The polarization that dominated the runoff election did not seem to reflect a society that was originally divided into two irreconcilable blocs. The first round had shown exactly the opposite: a country scattered among thirty-five candidates, multiple political sensibilities, and enormous electoral fragmentation. It was the electoral system itself that ultimately organized that diversity around two options perceived as mutual threats. Rather than a polarization of the citizens, what we observed was a polarization induced by the mechanics of the skill .
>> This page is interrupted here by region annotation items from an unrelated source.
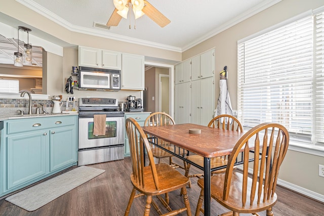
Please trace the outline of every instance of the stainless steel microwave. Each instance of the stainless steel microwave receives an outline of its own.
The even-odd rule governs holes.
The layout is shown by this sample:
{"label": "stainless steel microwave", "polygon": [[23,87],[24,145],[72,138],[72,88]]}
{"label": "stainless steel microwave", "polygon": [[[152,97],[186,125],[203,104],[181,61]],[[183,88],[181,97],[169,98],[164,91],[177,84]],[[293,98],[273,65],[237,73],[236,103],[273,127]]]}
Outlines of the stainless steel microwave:
{"label": "stainless steel microwave", "polygon": [[120,89],[120,70],[79,67],[79,88]]}

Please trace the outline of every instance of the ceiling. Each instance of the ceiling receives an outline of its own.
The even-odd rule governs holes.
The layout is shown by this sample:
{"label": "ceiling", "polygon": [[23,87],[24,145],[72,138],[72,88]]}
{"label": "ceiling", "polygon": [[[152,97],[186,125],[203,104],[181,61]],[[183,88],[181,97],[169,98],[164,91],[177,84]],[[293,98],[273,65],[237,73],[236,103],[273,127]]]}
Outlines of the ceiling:
{"label": "ceiling", "polygon": [[117,26],[105,26],[113,0],[16,1],[71,31],[183,52],[281,0],[148,0],[171,22],[161,28],[144,15],[136,29],[130,10]]}

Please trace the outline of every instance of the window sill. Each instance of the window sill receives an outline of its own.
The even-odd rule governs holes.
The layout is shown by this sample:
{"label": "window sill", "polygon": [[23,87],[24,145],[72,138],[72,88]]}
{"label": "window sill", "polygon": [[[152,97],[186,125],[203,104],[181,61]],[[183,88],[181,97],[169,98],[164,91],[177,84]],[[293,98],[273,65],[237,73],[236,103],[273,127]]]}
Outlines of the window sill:
{"label": "window sill", "polygon": [[301,144],[290,141],[288,149],[292,151],[324,157],[324,146]]}

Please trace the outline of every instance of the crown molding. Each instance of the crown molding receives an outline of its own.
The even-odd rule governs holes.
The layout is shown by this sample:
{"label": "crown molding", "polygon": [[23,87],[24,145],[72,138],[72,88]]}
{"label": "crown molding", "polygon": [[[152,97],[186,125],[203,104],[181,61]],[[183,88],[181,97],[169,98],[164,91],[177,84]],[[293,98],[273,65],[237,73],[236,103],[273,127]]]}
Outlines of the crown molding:
{"label": "crown molding", "polygon": [[45,8],[41,6],[32,1],[30,0],[16,0],[17,2],[27,7],[29,9],[35,11],[41,15],[48,18],[50,20],[55,22],[64,28],[73,32],[89,34],[93,36],[97,36],[113,40],[119,40],[134,44],[137,44],[147,47],[153,47],[163,50],[169,50],[173,52],[181,53],[182,50],[180,48],[162,44],[159,44],[150,41],[148,40],[137,39],[101,31],[93,28],[82,27],[71,24],[61,17],[57,16],[54,13],[49,11]]}
{"label": "crown molding", "polygon": [[247,11],[246,13],[241,15],[240,16],[238,16],[235,18],[230,20],[228,22],[225,23],[224,24],[219,26],[219,27],[216,28],[209,32],[208,33],[203,35],[196,40],[192,41],[192,42],[187,45],[187,46],[182,48],[182,52],[186,51],[190,48],[198,45],[199,44],[204,42],[204,41],[216,35],[217,34],[221,33],[222,31],[234,26],[237,23],[240,23],[248,18],[257,14],[258,13],[275,5],[276,4],[281,2],[282,0],[267,0],[267,1],[263,2],[258,5],[251,8],[248,11]]}

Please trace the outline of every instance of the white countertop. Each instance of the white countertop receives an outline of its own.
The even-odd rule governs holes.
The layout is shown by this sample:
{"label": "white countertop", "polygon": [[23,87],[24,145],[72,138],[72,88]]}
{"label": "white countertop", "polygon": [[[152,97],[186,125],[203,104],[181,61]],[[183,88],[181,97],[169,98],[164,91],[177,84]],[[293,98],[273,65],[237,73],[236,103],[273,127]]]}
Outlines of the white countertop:
{"label": "white countertop", "polygon": [[4,115],[0,116],[0,121],[8,119],[17,119],[19,118],[40,118],[43,117],[57,117],[60,116],[78,115],[77,112],[67,112],[63,113],[33,114],[31,115]]}

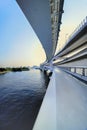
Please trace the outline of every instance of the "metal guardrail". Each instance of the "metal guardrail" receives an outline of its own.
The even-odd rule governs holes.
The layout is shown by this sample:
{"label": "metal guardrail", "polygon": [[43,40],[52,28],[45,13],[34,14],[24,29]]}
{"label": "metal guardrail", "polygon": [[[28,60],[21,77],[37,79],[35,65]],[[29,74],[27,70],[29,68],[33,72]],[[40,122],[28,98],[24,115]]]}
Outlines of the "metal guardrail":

Peruvians seem to deeply distrust their politicians, but they continue to have faith in democracy. They distrust those who temporarily hold positions in government institutions, but they have not given up on the belief that voting remains the best way to decide their future.
And in times of growing skepticism about democracy, that can be a very important strength…
* Carmen Beatriz Fernández is a professor of Political Communication at UNAV, IESA, and Pforzheim; she is the principal investigator at GASS.